I trasposoni I virus sono grandi trasferitori di materiale genetico. Lo possono fare sia in batteri procariotici che in eucarioti. I trasposoni sono delle parti genetiche mobili, che si possono muovere nel materiale genetico di procarioti ed eucarioti.
Scoperta e impatto dei trasposoni
Quando sono stati scoperti hanno destato scalpore: si pensava che il DNA fosse sempre lo stesso per tutta la vita. Le parti possono in realtà spostarsi.
I trasposoni possono essere a DNA e a RNA (retrotrasposoni). Trasferendosi nel DNA hanno portato un contributo di informazioni in grado di trasferirsi. Il trasposone a DNA è materiale mobile, che può essere più semplice (elementi IS), o in più parti che si spostano insieme (trasposoni complessi).
Retrotrasposoni e loro origine
Ci sono poi i retrotrasposoni perché fanno un passaggio particolare: sono sempre segmenti di DNA ma anziché essere trasferiti così come sono, vengono prima trascritti in RNA messaggero, poi tramite trascrittasi inversa diventano cDNA e vengono inglobati in altre parti del DNA dell’organismo. Questo ci fa capire l’origine dei retrotrasposoni. Sono un’eredità dei retrovirus. Il virus ha lasciato una traccia del suo passaggio ma non può più fare il ciclo litico.
Effetti dei trasposoni sui geni
Il trasposone può entrare a contatto con un gene e disattivarlo, causando mutazioni.
Ci sono degli organismi con trasposoni e anche molecole che li bloccano; essi rimangono quindi latenti finché non vengono trasferiti in altre cellule che non hanno i repressori e possono manifestarsi.
Domande da interrogazione
- Qual è il ruolo dei trasposoni nel trasferimento del materiale genetico?
- Come sono stati scoperti i trasposoni e quale impatto hanno avuto sulla comprensione del DNA?
- Quali sono gli effetti dei trasposoni sui geni e come possono manifestarsi?
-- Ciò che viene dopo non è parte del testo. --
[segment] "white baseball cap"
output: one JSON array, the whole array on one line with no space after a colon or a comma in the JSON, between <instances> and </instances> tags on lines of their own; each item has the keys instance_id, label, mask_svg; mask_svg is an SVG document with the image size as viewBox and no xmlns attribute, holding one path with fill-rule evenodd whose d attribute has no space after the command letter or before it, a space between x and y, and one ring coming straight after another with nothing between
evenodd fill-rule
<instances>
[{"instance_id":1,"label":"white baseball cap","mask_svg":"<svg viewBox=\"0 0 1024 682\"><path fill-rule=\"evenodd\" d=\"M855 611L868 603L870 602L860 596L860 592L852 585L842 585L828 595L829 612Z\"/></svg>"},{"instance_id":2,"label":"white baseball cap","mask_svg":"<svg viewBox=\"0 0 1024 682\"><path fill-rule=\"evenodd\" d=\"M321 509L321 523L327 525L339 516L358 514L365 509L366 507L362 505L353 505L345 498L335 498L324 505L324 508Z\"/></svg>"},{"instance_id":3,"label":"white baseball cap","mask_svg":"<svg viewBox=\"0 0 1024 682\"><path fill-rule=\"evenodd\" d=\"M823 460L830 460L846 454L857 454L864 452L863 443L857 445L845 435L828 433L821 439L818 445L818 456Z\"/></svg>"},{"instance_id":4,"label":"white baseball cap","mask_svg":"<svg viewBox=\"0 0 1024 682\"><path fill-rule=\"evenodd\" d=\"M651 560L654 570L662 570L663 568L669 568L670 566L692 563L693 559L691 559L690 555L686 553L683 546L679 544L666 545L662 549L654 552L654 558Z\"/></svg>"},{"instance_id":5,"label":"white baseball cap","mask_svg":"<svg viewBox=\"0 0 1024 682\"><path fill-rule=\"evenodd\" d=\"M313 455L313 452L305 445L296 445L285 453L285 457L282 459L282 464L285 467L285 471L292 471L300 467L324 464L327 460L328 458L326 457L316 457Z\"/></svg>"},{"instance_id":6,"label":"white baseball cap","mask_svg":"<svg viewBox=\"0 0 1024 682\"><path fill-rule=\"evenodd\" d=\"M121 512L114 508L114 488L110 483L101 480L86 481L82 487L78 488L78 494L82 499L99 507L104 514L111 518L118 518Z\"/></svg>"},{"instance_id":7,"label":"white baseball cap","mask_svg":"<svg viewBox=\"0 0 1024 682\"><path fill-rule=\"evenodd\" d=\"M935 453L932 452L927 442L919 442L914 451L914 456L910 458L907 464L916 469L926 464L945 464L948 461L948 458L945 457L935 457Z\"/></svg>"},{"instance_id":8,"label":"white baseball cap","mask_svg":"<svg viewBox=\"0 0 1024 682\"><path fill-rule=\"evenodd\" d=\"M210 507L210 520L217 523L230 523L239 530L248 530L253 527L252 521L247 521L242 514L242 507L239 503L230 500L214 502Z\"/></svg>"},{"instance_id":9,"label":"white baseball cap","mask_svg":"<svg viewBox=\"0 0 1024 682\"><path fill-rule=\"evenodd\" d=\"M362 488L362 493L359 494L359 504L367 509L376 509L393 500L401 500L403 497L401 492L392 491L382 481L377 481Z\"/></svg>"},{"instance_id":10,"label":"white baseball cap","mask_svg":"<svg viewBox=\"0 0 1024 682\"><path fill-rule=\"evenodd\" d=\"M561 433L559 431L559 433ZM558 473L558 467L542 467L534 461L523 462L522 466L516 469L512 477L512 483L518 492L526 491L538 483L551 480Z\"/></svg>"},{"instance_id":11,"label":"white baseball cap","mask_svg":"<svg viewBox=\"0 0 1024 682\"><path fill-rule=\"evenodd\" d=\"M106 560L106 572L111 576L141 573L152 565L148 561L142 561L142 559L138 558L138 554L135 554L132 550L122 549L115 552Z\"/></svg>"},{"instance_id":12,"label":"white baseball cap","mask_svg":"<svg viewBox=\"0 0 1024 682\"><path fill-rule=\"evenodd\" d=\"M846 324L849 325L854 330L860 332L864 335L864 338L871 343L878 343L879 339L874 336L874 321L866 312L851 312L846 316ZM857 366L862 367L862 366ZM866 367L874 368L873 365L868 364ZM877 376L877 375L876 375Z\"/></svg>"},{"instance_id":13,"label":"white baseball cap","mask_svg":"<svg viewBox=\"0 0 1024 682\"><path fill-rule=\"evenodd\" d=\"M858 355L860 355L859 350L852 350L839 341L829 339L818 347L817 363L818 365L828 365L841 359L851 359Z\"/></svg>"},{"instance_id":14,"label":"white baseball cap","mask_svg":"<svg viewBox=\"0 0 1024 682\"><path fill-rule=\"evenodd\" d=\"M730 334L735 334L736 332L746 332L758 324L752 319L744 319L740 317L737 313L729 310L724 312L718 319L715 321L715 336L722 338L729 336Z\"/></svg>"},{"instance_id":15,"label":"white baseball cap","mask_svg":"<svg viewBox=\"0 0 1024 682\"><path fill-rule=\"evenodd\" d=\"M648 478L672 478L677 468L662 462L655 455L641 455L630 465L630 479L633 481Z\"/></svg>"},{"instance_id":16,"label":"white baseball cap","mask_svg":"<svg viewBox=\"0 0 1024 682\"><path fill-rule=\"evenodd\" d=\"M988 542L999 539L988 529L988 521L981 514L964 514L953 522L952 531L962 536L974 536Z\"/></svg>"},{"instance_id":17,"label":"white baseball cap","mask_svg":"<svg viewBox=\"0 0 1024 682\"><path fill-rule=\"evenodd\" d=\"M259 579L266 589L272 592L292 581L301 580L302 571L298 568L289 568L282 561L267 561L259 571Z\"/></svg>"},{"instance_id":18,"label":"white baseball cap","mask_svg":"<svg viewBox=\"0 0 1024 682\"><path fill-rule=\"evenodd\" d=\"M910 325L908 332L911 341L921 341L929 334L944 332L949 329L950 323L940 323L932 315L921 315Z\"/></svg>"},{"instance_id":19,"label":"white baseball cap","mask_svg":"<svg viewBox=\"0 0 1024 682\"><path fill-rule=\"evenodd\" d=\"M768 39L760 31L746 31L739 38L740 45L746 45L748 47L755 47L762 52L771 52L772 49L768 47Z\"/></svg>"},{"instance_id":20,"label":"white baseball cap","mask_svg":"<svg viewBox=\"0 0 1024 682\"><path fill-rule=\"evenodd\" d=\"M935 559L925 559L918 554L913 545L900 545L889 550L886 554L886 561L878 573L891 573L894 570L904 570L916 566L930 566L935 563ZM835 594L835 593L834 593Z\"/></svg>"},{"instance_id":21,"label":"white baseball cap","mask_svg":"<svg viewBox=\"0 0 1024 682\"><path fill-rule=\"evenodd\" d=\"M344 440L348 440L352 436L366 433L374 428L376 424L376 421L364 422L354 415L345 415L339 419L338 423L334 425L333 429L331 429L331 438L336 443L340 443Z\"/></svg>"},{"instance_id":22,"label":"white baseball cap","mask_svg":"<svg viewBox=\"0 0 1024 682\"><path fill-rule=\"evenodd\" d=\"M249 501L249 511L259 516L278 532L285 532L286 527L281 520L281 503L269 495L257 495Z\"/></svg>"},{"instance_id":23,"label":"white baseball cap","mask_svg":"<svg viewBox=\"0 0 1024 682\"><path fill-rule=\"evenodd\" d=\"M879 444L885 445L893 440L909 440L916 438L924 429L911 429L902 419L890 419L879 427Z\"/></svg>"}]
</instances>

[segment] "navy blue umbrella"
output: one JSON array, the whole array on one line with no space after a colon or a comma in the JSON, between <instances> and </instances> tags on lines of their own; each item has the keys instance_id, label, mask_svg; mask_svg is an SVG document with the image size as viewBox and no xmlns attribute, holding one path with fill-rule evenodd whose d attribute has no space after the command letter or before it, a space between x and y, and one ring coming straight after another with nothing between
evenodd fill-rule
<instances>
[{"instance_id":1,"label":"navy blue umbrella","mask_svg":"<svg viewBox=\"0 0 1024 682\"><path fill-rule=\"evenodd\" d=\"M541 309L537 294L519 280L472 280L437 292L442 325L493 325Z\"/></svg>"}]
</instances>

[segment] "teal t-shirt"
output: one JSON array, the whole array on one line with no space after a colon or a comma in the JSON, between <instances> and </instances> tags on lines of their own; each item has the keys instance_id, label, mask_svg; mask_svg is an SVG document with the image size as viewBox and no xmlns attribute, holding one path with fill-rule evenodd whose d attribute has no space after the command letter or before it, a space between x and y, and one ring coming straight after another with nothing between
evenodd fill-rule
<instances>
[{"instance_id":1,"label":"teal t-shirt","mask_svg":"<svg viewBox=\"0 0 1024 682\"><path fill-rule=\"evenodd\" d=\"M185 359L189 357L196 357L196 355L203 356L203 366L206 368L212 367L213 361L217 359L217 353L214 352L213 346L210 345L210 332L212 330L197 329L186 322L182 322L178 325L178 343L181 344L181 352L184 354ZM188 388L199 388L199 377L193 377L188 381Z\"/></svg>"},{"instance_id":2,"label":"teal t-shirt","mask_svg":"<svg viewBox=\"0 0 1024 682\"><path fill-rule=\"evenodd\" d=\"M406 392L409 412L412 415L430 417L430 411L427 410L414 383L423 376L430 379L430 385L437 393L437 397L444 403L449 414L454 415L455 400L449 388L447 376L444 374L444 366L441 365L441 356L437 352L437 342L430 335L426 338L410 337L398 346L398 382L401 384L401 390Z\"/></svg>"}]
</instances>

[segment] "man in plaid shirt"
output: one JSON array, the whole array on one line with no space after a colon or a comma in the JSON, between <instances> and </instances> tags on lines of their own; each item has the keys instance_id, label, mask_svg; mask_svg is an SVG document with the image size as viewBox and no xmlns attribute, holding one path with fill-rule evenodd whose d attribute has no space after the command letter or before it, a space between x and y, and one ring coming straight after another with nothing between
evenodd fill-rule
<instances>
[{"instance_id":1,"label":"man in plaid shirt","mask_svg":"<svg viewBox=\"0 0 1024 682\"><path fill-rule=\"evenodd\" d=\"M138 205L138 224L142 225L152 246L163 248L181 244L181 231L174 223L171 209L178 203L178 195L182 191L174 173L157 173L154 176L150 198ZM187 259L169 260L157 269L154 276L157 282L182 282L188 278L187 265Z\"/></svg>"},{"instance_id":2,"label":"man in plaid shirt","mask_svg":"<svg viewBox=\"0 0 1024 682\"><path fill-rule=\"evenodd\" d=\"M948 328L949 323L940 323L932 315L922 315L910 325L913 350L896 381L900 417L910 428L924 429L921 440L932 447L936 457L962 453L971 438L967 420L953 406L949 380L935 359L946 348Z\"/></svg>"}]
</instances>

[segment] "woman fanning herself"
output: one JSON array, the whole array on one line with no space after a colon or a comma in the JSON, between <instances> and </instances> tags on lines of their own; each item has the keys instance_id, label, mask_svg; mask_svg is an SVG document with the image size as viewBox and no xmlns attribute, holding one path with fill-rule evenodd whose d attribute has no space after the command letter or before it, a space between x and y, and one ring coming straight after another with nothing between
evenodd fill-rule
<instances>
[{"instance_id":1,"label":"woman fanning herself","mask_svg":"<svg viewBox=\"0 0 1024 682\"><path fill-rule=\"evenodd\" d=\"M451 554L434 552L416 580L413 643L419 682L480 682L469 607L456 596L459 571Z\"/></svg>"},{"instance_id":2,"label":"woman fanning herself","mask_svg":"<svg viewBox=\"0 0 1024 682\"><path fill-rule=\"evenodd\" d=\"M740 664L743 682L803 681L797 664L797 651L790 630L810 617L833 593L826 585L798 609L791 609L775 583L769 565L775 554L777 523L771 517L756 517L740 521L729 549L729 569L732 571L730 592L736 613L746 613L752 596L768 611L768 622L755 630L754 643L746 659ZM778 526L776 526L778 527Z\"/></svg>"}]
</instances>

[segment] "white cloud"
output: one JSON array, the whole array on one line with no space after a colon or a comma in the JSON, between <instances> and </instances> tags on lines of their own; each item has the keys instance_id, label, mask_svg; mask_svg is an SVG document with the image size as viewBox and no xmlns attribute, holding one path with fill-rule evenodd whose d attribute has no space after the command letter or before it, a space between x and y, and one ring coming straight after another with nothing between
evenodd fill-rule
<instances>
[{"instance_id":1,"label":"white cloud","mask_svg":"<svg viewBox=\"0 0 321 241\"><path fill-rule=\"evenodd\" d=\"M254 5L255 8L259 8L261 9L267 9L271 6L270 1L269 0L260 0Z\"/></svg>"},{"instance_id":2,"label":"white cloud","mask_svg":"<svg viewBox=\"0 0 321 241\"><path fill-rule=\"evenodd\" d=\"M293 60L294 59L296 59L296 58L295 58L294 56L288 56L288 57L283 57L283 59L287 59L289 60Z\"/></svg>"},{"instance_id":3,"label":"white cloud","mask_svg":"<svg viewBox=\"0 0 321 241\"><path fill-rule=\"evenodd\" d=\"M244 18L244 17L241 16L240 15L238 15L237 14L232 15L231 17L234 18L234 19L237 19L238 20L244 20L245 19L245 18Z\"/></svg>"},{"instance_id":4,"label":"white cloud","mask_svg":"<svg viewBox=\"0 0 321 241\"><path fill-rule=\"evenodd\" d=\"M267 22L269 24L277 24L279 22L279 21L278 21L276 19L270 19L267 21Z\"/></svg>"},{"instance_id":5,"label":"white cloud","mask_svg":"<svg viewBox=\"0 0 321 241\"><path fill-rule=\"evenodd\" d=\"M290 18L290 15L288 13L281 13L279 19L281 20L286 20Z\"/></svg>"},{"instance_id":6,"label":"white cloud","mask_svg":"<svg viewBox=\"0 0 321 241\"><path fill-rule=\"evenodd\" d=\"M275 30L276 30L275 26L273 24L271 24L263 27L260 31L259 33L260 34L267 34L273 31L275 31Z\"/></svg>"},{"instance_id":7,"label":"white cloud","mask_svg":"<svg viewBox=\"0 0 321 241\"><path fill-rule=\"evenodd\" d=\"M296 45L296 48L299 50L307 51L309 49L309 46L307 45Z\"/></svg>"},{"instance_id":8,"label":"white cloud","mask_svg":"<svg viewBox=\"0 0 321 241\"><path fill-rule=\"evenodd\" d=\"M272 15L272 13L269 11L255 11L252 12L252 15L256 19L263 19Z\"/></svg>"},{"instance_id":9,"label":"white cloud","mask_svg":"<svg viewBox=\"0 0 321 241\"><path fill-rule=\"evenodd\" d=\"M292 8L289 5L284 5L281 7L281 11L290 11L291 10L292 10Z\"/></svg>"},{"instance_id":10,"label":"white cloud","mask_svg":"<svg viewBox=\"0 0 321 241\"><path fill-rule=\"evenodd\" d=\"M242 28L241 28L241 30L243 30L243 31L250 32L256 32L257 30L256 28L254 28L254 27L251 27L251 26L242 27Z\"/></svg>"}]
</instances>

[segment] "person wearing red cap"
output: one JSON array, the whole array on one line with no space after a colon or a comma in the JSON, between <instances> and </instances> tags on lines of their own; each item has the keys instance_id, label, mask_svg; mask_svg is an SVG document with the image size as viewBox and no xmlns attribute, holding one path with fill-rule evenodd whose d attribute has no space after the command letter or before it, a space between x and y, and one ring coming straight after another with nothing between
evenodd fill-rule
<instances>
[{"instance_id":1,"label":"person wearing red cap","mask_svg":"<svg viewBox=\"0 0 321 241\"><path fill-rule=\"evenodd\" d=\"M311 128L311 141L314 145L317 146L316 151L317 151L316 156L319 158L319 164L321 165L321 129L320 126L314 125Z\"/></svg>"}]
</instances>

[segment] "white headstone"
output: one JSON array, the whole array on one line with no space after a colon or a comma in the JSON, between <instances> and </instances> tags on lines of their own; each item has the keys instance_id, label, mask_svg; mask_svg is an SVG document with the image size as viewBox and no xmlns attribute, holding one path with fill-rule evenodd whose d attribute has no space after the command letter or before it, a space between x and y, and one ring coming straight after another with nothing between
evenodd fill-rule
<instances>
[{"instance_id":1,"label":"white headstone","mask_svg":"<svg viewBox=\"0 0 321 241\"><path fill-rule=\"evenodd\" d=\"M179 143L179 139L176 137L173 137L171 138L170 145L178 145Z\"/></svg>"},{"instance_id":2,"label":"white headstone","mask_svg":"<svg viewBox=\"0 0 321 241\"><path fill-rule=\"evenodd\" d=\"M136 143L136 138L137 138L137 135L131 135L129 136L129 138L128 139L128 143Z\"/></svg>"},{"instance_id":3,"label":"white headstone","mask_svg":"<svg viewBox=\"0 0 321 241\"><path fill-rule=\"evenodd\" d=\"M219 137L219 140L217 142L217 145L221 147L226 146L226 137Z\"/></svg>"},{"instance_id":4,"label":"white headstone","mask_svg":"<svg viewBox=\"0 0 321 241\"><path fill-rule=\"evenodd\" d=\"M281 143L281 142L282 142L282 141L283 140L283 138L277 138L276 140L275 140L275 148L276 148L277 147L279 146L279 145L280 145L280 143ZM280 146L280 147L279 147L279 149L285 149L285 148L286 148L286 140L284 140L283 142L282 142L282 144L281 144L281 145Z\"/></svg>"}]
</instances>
I trasposoni sono parti genetiche mobili che possono spostarsi nel materiale genetico di procarioti ed eucarioti, fungendo da grandi trasferitori di materiale genetico (testo).
La scoperta dei trasposoni ha sorpreso la comunità scientifica, poiché si pensava che il DNA fosse statico per tutta la vita; invece, si è rivelato che le parti possono spostarsi, contribuendo a nuove informazioni genetiche (testo).
I trasposoni possono disattivare geni causando mutazioni; rimangono latenti in alcuni organismi fino a quando non vengono trasferiti in cellule prive di repressori, dove possono manifestarsi (testo).